La fin des cours sonne enfin. Je suis enfin libérée.

Après une demi heure de trajet, je descends du car scolaire et marche rapidement en direction de ma précieuse maison. De mon précieux cocon. Je claque la porte et le silence glacial m'indique que je suis seule ce soir. Je gravis les marches et entre dans mon repère. Une douce odeur de lavande emplit mes narines et je me sens enfin moi. Je suis dans ma bulle, sans personne pour me déranger ou troubler ma tranquillité. Je me débarrasse de mon sac à dos, le jetant sur mon bureau. Des feuilles s'envolent et tombent lentement sur le sol. Je m'assieds en tailleur sur mon lit, posant mon téléphone, l'écran sur ma couverture grise. Je ne veux recevoir aucune notifications, aucune distraction dans mon moment rien qu'à moi. Mon moment où je me détends en écoutant de la musique ou en lisant un bon roman. Quoi que, depuis quelques jours j'ai une assez imposante panne de lecture. Le monde me semble vide sans les milliers d'histoires que je vis, sans les milliers de contrés que j'explore.
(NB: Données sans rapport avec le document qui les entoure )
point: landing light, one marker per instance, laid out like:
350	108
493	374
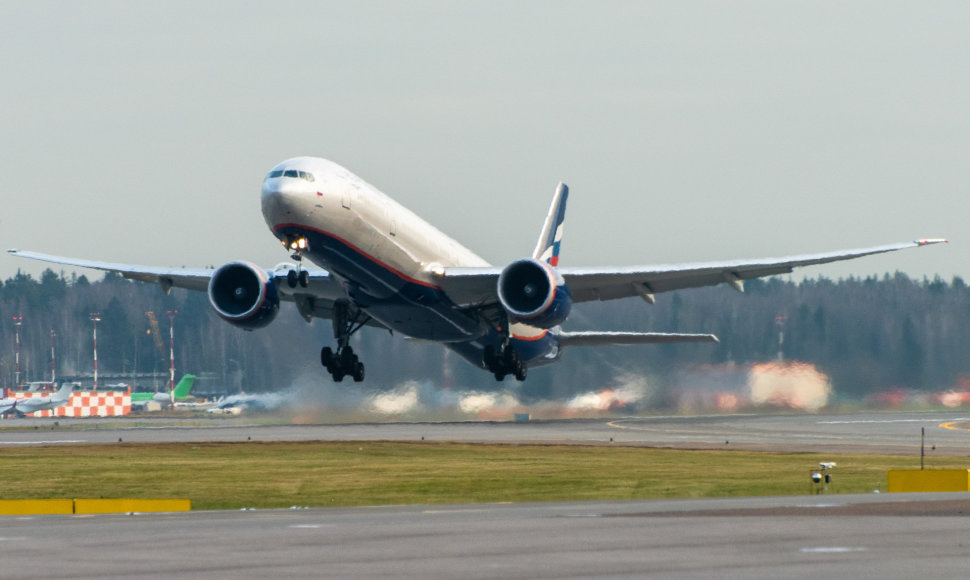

Au moment de fermer les yeux et de me détendre en respirant comme ma psychologue me l'a conseillé, je remarque un petit bout de papier à l'arrière de ma coque de portable. L'écriture n'est pas la mienne, en tout cas, je ne reconnaît pas à qui elle peut bien appartenir. Et puis, je me souviens de ma conversation avec Mr Petherson, de son fameux service. Je saisis délicatement mon téléphone et retire le bout de papier de ma coque salit par les années.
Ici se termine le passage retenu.